On trouve cette expression dans de nombreux romans de chevalerie. Le Roman de Garin dit : 

Ricart s'en vet à Laon, la cité, 
En sa compagne trois cens des adobez (II. 64. 3). 

Et le Roman de Girard de Vienne : 

Mes d'une chose me dites vérité,  
Se oncques fûtes chevalier adobé. 

A une époque plus rapprochée de la conquête, celle où Wace écrivait son Roman de Brut, le trouvère disait: 

Cil que del mur pièces jetoient, 
A grand dolor se desfendoient : 
De novel erent adobé 
Et de l'asalt erent hasté. 

(Vers 6414-6418). Edition de Lincy.

Marie de France dans Yvenec s'exprime ainsi : 

Quand il fut venu en aé 
A chevalier l'unt adoubé. 

Adober ou adouber signifie donc armer chevalier ; la cérémonie d'investiture porte même quelquefois le nom d'adoubement. Dans certaines chartes latines, on lit assez souvent miles adobatus

L'expression s'est conservée dans la langue anglaise : to dub. Palsgrave, (Esclarcissement de la Langue Francoyse London : 1530), écrit to adubbe. L'aphérèse de l'A est conforme à cette particularité de l'anglo-normand qui consiste dans la tendance à l'abréviation. C'est le retranchement initial. C'est ainsi que les verbes abaier, abeter, acater ont donné to bay, to bait, to cater. Il en est de même pour un grand nombre de substantifs et le vieil anglais, comparé à l'anglais moderne, nous offre souvent l'exemple d'aphérèses semblables. Ainsi, dans Halliwel on trouve grement pour agreement, to noynte pour to anoint, etc. 

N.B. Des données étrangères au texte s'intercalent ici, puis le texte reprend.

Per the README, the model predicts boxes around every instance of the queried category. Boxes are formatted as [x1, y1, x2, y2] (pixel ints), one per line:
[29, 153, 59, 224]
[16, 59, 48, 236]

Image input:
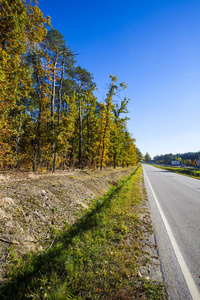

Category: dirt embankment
[0, 167, 136, 282]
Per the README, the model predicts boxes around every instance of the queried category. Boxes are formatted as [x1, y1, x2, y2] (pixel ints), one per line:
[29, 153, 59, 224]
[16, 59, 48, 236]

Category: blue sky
[37, 0, 200, 158]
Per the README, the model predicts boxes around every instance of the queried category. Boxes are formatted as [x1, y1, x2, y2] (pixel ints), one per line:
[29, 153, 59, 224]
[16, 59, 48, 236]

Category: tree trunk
[53, 57, 65, 172]
[79, 96, 82, 169]
[35, 73, 43, 171]
[15, 114, 21, 168]
[100, 104, 110, 170]
[58, 57, 64, 126]
[113, 151, 116, 169]
[52, 54, 58, 173]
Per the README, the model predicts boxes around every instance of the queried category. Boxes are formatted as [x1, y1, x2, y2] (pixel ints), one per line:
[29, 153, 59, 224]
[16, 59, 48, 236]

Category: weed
[41, 168, 47, 174]
[64, 220, 71, 229]
[52, 206, 59, 212]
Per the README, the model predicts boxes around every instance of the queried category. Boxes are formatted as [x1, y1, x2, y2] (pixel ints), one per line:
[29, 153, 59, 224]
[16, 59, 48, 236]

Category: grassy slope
[0, 166, 165, 299]
[152, 164, 200, 179]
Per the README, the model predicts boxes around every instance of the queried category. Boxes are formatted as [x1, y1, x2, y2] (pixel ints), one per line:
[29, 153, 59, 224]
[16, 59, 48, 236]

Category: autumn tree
[144, 152, 151, 162]
[0, 0, 50, 168]
[80, 91, 100, 167]
[45, 29, 76, 172]
[136, 148, 143, 163]
[25, 48, 51, 170]
[109, 97, 130, 168]
[0, 1, 139, 171]
[72, 66, 96, 169]
[97, 76, 127, 170]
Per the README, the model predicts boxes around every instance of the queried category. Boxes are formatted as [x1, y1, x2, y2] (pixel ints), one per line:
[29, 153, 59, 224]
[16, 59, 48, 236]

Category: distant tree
[144, 152, 151, 162]
[177, 157, 182, 163]
[121, 132, 137, 167]
[154, 151, 200, 165]
[163, 154, 173, 165]
[136, 148, 143, 162]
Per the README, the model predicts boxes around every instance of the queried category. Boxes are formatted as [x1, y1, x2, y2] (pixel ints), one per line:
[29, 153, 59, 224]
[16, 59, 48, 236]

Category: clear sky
[37, 0, 200, 158]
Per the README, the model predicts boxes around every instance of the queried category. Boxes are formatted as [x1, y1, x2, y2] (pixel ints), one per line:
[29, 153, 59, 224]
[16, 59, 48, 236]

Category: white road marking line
[143, 167, 200, 300]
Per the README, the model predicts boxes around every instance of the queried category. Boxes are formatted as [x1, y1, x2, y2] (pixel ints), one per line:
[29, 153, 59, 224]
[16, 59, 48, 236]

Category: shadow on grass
[0, 167, 140, 299]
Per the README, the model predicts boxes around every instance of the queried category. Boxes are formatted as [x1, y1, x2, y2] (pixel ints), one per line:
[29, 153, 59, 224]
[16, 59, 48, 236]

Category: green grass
[0, 166, 165, 299]
[152, 164, 200, 179]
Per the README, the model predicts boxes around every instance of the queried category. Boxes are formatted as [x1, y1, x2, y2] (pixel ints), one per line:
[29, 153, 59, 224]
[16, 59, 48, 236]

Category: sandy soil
[0, 166, 163, 287]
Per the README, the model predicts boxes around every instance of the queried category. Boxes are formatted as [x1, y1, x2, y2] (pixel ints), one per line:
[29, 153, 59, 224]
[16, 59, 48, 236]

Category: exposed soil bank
[0, 166, 164, 295]
[0, 167, 136, 282]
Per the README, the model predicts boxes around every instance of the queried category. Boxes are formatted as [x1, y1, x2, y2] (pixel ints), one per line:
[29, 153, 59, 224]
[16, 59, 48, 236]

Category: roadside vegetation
[0, 0, 139, 172]
[0, 166, 165, 299]
[152, 164, 200, 179]
[154, 151, 200, 167]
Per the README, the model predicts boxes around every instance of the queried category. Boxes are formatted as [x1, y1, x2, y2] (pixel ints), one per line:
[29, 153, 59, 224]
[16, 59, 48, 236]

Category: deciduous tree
[144, 152, 151, 162]
[0, 0, 50, 167]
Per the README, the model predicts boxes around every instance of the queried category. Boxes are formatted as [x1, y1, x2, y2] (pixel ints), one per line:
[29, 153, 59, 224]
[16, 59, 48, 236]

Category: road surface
[142, 164, 200, 300]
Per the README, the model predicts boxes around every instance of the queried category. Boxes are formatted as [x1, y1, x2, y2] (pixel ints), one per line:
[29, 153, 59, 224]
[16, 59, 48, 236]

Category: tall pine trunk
[100, 103, 110, 170]
[52, 54, 58, 173]
[53, 56, 64, 172]
[79, 96, 82, 169]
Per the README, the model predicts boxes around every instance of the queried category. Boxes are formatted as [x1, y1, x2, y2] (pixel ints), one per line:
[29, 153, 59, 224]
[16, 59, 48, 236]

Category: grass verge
[152, 164, 200, 179]
[0, 166, 165, 299]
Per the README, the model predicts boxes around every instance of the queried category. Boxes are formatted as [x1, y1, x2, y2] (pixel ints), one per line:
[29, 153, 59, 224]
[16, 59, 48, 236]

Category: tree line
[0, 0, 140, 172]
[154, 152, 200, 166]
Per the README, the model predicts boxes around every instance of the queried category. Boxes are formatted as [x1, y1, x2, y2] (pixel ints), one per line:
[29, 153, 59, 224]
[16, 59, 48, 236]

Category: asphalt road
[142, 164, 200, 300]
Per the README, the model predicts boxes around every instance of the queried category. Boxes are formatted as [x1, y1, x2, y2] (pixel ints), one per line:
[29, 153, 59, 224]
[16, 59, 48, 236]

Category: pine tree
[0, 0, 50, 168]
[45, 29, 75, 171]
[72, 67, 96, 169]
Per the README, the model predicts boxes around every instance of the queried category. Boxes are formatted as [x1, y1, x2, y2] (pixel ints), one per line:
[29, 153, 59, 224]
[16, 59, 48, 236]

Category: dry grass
[0, 166, 165, 299]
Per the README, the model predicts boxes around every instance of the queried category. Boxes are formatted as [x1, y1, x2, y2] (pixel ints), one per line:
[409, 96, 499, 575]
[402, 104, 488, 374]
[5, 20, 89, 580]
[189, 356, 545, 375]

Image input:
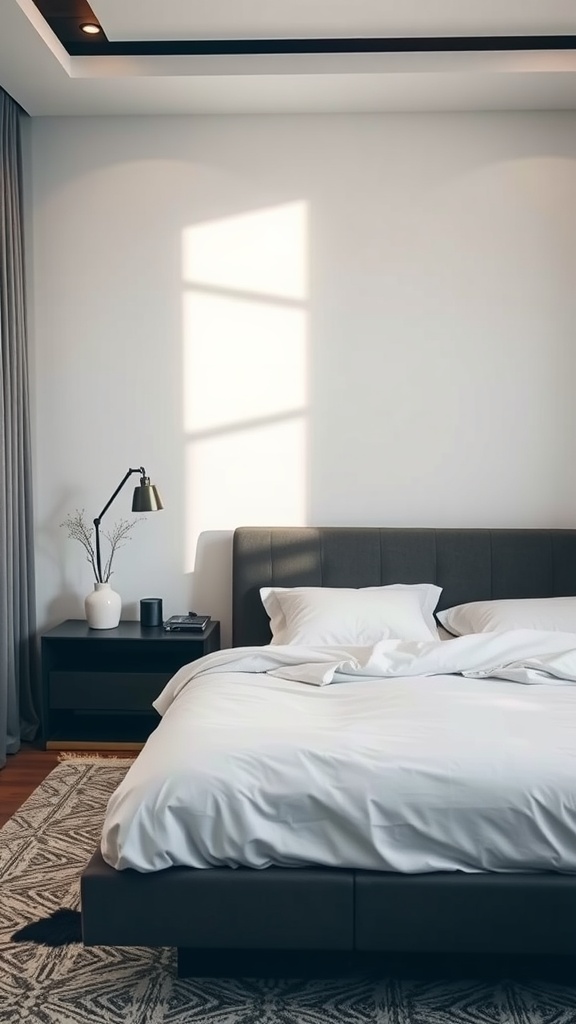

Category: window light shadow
[182, 202, 309, 572]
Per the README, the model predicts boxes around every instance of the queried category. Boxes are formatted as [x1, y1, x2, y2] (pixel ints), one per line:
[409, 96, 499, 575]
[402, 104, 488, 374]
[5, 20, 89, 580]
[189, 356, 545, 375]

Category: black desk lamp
[93, 467, 163, 583]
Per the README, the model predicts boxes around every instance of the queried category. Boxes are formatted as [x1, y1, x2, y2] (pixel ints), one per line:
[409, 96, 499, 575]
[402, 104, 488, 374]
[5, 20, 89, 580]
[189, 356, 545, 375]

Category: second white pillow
[438, 596, 576, 637]
[260, 584, 442, 646]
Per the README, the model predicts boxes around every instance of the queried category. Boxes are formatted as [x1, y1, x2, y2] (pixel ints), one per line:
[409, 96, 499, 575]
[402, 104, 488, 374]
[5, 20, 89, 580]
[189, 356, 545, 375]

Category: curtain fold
[0, 88, 39, 769]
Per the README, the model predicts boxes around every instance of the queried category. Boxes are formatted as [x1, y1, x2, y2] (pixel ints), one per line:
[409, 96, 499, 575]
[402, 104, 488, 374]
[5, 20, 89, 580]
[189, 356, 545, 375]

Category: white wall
[29, 112, 576, 645]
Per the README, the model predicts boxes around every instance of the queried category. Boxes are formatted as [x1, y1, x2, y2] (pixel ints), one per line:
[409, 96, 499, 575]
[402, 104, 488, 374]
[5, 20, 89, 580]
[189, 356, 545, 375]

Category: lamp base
[85, 582, 122, 629]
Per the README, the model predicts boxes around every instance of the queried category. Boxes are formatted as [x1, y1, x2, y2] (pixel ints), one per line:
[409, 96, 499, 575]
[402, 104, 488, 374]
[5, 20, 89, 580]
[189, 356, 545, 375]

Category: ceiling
[2, 0, 576, 116]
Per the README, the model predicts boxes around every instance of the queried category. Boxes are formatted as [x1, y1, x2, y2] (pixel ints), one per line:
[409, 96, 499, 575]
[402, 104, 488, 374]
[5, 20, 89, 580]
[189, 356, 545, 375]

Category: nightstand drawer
[41, 619, 220, 747]
[49, 671, 171, 710]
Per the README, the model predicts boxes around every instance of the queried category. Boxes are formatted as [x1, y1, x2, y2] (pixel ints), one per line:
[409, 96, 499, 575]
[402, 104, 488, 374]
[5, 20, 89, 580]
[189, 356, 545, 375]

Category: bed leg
[176, 948, 196, 978]
[177, 948, 260, 978]
[176, 947, 358, 979]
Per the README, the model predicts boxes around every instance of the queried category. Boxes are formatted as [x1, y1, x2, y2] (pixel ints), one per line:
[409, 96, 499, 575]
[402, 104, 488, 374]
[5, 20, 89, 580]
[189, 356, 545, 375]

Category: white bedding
[101, 630, 576, 874]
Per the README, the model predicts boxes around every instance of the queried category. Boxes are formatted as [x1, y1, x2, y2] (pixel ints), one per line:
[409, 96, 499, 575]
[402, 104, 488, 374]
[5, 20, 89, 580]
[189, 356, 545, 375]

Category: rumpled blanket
[154, 628, 576, 715]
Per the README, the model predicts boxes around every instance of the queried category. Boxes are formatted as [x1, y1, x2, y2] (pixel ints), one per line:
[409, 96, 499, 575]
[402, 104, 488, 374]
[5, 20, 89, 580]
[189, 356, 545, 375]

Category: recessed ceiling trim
[65, 34, 576, 59]
[5, 0, 576, 116]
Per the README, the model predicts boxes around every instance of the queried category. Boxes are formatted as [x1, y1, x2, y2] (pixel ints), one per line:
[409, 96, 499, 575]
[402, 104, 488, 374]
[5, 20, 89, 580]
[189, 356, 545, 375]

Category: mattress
[101, 631, 576, 874]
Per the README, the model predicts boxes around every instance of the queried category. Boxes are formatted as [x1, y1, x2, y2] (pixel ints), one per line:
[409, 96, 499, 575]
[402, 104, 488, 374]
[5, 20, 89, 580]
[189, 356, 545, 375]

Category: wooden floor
[0, 746, 132, 827]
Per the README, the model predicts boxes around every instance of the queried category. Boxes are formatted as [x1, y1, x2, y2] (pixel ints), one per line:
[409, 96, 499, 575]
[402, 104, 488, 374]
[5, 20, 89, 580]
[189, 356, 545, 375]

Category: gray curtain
[0, 88, 39, 769]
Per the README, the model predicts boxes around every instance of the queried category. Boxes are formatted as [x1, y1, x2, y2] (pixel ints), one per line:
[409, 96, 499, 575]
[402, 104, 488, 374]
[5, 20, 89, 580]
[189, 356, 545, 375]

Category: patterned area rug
[2, 761, 576, 1024]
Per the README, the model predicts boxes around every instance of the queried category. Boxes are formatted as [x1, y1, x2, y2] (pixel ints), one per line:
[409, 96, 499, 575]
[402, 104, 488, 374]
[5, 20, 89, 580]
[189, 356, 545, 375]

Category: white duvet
[101, 629, 576, 873]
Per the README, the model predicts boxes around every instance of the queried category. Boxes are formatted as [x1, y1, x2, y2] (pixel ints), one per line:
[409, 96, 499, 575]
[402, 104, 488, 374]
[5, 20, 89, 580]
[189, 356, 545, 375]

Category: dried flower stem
[102, 519, 138, 583]
[60, 508, 142, 584]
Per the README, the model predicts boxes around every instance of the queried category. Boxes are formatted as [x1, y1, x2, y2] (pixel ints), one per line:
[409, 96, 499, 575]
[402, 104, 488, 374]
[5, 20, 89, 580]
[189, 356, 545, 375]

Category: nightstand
[40, 618, 221, 749]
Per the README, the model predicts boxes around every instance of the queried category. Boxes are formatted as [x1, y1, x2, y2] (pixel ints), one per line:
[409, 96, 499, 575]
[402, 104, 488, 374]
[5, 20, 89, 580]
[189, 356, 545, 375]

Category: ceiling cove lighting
[80, 23, 101, 35]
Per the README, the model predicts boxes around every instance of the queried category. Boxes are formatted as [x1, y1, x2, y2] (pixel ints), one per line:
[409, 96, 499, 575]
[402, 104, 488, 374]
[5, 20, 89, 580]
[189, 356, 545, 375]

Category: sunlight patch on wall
[185, 419, 307, 536]
[182, 201, 309, 571]
[182, 202, 307, 301]
[183, 293, 306, 433]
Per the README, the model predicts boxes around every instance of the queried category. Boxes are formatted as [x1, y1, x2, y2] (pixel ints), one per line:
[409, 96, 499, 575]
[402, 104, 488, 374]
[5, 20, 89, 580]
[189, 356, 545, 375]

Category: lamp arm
[93, 467, 146, 582]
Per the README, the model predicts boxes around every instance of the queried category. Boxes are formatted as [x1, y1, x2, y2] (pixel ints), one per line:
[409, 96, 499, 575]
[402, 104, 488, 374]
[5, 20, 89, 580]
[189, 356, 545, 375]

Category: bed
[81, 526, 576, 976]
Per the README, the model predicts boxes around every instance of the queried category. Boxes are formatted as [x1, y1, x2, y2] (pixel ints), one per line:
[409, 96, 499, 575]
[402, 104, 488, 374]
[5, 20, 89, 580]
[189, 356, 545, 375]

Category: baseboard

Faut-il enfin chercher dans l'adouber du vieux français et dans le to dub anglais, l'allemand dubban frapper, à cause du coup donné au chevalier, quand on l'armait ? Non n'osons pas le prétendre. Nous y verrions plutôt le mot ados, qui signifie protection, arme et qui est assez souvent employé dans les petites épopées du Moyen-Age et les Romans de la Chevalerie. 

Au mort tous les ados osta, 

Roman de la Violette, vers 1471. 

François ont esté à repos 
Et ont de secors bon ados. 

Parlanopus de Blois, vers 1432. 

Benoist de Saint-More, dans la Chronique des Ducs de Normandie dit : 

Racet ni aureit ni ados 

Chron. vers 26963. 

Dans Tristan, Ados prend la forme d'adoul qui est bien voisine d'adouber. 

Un osa prendre ses adoul 

Tristan, vers 111. 

Rualdus aurait été, croyons-nous, armé chevalier par Guillaume qui n'était pas prodigue de cet honneur, après la prise de Dol, en dédommagement du mal fait aux domaines de Ruald par les troupes normandes lancées à la poursuite d'un ennemi commun. On objectera, peut-être, que l'armement du seigneur breton ne figure pas sur la Broderie de Bayeux, tandis que celui de Harold y est minutieusement figuré. La réponse est facile. Il ne faut pas oublier que la Broderie avait surtout pour but de commémorer la conquête et les faits antérieurs s'y rattachant directement. Rualdus n'y figure que dans un épisode secondaire ou plutôt préparatoire : son armement n'avait pour personne, excepté pour lui, l'importance de l'investiture du prince saxon.